Sosteniendo con dificultad el librazo, que parecía
hacerse más pesado esa noche, continuó viviendo las campañas de Mahoma III en
Transilvania y después las de Mahoma IV y todas las luchas turcas contra Rusia,
Venecia y Austria hasta llegar a las guerras de Crimea. Aprendiendo en cada
página a apreciar el valor de los héroes y la fortaleza de sus convicciones.
Soportando cada hora de historia, el dolor bíblico de los pulmones que
desencadenaban furiosos accesos de tos.
Al final de un día de mayo, cuando los sutiles
cortinajes de la noche aplacaban los últimos rayos de luz y el silencio caía
pesado sobre los campos interminables. Las fuerzas del orden civil encontraron
a Ulises tendido en su cama, con el tomo IV de Los Rescoldos de las Guerras
Virónicas aplastándole la cara. La
sangre que teñía la almohada estaba reseca desde hacía varias horas, posiblemente
más de 24 horas, según opinión médica.

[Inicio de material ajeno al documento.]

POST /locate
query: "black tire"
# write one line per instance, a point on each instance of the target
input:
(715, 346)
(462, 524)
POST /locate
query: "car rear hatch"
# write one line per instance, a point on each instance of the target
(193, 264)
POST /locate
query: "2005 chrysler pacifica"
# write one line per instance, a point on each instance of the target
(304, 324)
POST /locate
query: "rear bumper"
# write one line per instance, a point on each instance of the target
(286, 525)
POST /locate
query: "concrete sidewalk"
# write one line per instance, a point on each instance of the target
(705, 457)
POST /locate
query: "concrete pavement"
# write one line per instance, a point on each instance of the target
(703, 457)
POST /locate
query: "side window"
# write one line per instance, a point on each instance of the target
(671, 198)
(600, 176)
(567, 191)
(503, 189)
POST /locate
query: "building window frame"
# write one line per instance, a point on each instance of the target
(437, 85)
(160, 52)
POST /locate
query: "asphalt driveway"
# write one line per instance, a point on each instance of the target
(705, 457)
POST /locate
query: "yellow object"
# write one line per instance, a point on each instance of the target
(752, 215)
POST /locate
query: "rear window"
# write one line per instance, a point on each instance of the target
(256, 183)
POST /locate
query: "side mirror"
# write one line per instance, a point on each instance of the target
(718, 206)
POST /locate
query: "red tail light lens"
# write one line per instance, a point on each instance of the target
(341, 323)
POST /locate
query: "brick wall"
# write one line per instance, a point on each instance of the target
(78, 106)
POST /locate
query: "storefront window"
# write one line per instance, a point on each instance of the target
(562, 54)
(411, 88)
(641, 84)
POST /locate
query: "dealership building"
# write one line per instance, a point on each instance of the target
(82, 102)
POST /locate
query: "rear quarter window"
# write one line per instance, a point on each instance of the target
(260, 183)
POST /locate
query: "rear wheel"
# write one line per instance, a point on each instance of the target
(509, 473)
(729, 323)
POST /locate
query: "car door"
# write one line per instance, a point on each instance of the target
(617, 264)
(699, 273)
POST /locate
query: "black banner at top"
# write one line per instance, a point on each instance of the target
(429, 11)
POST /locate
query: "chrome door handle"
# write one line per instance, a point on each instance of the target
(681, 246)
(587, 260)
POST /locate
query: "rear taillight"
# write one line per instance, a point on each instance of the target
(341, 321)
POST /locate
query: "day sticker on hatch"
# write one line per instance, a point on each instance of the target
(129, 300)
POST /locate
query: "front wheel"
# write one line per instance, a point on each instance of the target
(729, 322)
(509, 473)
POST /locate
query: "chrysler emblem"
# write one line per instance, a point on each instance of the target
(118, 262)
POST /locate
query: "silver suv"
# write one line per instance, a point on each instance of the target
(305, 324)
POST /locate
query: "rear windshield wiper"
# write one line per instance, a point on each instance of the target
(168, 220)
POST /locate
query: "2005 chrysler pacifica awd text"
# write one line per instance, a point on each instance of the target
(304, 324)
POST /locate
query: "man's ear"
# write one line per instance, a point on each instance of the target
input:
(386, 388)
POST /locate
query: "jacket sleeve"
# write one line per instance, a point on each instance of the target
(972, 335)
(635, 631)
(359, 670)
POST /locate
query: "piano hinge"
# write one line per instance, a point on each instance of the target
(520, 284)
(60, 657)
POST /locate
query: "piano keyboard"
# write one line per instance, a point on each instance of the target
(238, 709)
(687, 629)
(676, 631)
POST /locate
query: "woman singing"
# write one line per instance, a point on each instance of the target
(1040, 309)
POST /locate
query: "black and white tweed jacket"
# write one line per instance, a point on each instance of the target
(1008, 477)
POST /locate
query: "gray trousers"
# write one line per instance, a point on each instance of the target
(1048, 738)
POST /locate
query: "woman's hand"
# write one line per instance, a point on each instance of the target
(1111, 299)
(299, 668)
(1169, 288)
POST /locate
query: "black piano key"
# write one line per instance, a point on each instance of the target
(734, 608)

El agente del Ministerio Público dio fe
de la defunción, y dejó en manos del médico forense la determinación de la
causa.
Nadie se percató que un arcabuz español, apoyado
sobre una trinchera de libros liberaba un olorcillo a pólvora recién quemada.
Era el 2 de Mayo, precisamente el día en que ciento
cincuenta años atrás, el pueblo madrileño, cansado y humillado por las
provocaciones de las tropas francesas acantonadas en la ciudad, se sublevaba
para dar principio a la guerra de Independencia.